Learn All About Database Sharding
Publisher: Psychz Networks, May 24,2019In the following article, we will understand what Database Sharding is and the purpose of using sharding in various scenarios.
Database Sharding in simple words can be defined as a “shared-nothing” partitioning scheme for big databases stored across numerous servers. Sharding enables a high level of database performance and achieves scalability. To put it simply, Database Sharding is like breaking glass and all the smaller chunks called “shards” are spread across a number of distributed servers.
The following article highlights points like the need for Database Sharding, several techniques used for database partitioning, and the key considerations before you implement sharding.
- What is Database Sharding?
- Database Sharding Methods
- Points to consider before you choose Database Sharding
So what is Database Sharding anyway?
Database sharding is where you
- Take a big monolithic database
- Break it up into small pieces, across many servers
- Run them in parallel
The architecture of a sharded database is comprised of multiple nodes that are deployed across many servers. This will provide continuous uptime operation in the event of any hardware or network failure. When you perform database sharding, the database is divided into smaller chunks and spread across multiple data nodes in the cluster where each node contains and is responsible for its own subset of the data to create a shared-nothing environment.
Unlike the shared-disk clustered database, where data can be accessed from all cluster nodes and thus can cause contention during simultaneous reads and writes, shared-nothing clustered database’s nodes operate on their own subset of data. Data nodes are replicated to provide redundancy, and thus provide high availability and scalability. In a worst-case scenario, if a node, containing a subset data of a table, and the replicated node become unavailable, the other nodes, with a different subset of data, will remain online and available.

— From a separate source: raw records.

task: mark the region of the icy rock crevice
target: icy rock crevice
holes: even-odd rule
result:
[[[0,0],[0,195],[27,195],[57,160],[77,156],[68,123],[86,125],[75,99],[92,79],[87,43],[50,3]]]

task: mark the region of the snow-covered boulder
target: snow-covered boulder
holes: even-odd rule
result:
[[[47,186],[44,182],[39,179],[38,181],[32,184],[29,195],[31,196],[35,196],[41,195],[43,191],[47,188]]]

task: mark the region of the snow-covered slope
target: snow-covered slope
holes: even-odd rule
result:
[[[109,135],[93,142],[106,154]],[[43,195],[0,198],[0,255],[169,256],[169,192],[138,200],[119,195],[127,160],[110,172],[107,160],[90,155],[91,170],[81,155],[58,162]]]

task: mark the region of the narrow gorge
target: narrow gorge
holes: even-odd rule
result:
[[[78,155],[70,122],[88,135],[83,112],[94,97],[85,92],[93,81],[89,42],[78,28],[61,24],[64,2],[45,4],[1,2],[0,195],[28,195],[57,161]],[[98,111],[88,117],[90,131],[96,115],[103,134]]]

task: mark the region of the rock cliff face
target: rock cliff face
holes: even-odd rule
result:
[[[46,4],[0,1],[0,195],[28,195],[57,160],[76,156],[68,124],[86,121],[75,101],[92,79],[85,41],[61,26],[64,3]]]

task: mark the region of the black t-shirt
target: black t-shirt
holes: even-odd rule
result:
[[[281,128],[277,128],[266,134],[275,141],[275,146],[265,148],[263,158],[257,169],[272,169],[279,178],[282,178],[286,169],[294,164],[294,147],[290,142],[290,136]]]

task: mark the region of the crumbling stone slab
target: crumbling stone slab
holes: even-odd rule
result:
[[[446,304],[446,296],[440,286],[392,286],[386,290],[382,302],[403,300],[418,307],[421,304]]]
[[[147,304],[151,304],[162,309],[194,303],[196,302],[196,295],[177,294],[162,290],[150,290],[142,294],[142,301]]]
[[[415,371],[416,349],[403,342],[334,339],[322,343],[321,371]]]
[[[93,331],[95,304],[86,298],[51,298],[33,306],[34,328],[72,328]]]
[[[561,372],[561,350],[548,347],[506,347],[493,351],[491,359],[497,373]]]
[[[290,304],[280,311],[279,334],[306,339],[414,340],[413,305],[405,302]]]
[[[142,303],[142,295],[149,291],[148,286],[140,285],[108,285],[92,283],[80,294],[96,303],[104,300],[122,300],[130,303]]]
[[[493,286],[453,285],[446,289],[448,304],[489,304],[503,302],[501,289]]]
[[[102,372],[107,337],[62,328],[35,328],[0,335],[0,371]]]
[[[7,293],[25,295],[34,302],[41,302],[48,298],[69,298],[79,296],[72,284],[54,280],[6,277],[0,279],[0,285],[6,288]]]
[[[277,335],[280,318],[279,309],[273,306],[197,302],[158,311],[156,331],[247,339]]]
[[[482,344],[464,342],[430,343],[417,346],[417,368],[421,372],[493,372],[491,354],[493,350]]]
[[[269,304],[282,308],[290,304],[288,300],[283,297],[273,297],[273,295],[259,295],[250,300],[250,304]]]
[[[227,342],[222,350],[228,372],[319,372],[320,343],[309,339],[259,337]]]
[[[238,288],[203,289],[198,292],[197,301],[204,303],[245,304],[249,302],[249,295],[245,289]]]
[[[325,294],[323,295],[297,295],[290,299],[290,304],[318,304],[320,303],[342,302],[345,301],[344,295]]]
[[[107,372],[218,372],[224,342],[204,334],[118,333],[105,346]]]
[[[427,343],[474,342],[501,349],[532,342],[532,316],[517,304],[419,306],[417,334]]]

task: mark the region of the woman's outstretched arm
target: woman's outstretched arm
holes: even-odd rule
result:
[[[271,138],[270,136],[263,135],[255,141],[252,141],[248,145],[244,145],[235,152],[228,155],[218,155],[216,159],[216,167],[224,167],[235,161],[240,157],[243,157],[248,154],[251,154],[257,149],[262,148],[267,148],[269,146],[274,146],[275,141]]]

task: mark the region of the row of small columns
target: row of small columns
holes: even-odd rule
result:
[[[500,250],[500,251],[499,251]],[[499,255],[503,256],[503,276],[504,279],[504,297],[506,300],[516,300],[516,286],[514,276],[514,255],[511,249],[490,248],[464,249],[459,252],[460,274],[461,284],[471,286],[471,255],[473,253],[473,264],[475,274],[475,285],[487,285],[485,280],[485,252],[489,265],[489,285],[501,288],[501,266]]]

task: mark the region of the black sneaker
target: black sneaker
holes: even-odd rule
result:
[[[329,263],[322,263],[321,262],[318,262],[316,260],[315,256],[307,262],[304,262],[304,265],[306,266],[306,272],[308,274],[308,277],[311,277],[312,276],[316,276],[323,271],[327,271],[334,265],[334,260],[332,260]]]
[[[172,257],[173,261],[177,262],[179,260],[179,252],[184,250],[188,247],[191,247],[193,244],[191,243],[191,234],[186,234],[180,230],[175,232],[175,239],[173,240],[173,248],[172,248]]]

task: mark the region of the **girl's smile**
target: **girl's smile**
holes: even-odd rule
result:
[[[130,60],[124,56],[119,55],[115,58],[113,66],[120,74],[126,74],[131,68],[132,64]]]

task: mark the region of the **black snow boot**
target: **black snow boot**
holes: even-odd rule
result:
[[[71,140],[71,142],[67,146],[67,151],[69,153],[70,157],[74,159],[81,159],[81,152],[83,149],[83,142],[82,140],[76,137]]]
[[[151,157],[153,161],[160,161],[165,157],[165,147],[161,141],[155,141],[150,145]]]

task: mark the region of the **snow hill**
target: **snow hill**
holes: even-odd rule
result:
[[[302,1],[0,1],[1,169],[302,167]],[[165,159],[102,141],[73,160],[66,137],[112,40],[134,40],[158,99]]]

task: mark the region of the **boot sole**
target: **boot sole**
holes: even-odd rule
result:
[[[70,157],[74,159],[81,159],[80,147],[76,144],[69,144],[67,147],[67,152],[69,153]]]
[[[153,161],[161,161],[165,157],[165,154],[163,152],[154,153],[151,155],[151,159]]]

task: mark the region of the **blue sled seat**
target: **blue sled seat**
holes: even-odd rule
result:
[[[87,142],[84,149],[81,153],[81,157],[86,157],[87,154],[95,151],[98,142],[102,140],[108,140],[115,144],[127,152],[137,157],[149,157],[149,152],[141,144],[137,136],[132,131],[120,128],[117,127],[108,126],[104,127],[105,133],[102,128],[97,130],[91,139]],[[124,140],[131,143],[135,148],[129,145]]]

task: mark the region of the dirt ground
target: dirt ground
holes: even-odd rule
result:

Methods used for data sharding
Regarding sharding there are a number of approaches and which one is right depends on a number of factors. There are a few concerns that need to be addressed before choosing the right technique like shared-nothing is that a partitioning scheme must be designed to apportion the data across the nodes of the database. Another challenge arises whenever data must be accessed or modified across multiple partitions. Here we’ll review a survey of five sharding approaches and dig into what factors guide you to each approach.
Algorithmic Sharding
Algorithmically sharded databases use a sharding function to locate data. In this method, the data is distributed by its sharding function only. The challenge with this method is that It doesn’t consider the payload size or space utilization. Hence, you need to ensure that each partition should be similarly sized to uniformly distribute data. Another challenge with this method is that the queries without a partition key require searching every database node.
Algorithmic Sharding can be very tricky because when you try to add new node/server to the database, the older ones each one of them will need a corresponding hash value and most of all, your other entries will need to be remapped to their new hash values before they are migrated to the newly added server. If not done cautiously, neither the new nor the old hashing function will be valid. This will stop any new data writing to the database.
Dynamic Sharding
Dynamic sharding uses external locator service determines the location of entries. This helps in addressing the problems that occur in Algorithmic Sharding. The external locator service provides the location of the shard where the data resides. This provides the ability to relocate users individually, as opposed to large groups of users, from one shard to another to relieve hot spots.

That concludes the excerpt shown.